A week after adopting Lola, we found ourselves crying on our staircase looking at her and begging her to forgive us. We had to give her back. She was a puppy we were not ready for. We had been in our new home for two weeks, were not settled, were not prepared. She destroyed pillows, ate toilet paper, bit us, and had a never ending supply of energy. She was not the dog for us. We liked lounging. We liked being free. We liked being independent. We liked being selfish. We liked being together, alone. We had a life and she did not fit in it. We were sorry. We made a mistake.
“We love you so much, honey. This isn’t your fault, it’s ours.” We cried as we looked at her smiling at us, totally oblivious to what we were about to do. Then she laid down on the couch. This new comfy couch we just bought, and she’d already peed on. She looked so comfortable and so at peace. When we adopted her, we made this her home too. It was then that I remembered when we first saw her. She was happy, just as she was now. She was also with her brother. The two of them able to play and keep each other company. Regardless of the company, she was on a cold concrete ground. In a cage surely too small for a dog her size.

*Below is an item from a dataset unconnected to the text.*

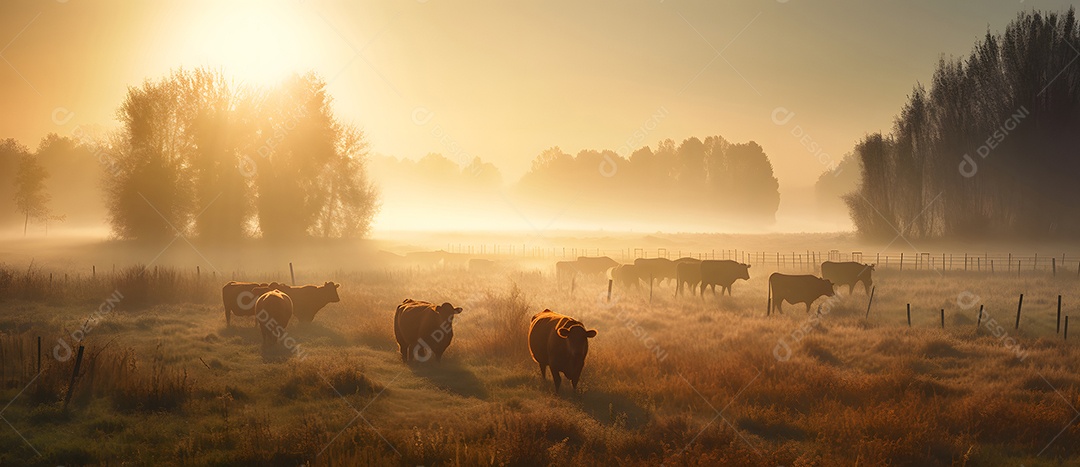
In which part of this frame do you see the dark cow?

The guilt set in. I started crying harder, imagining her on a concrete floor again. That’s not where she belonged. I told Ryan, and he agreed. We cried some more, now it wasn’t because we were going to give this dog back, but because we realized we were stuck with her. She was ours. We adopted her into our family. When we brought her home and opened our car door, we told her “This is your home!” We needed to live up to our word, we owed it to our puppy.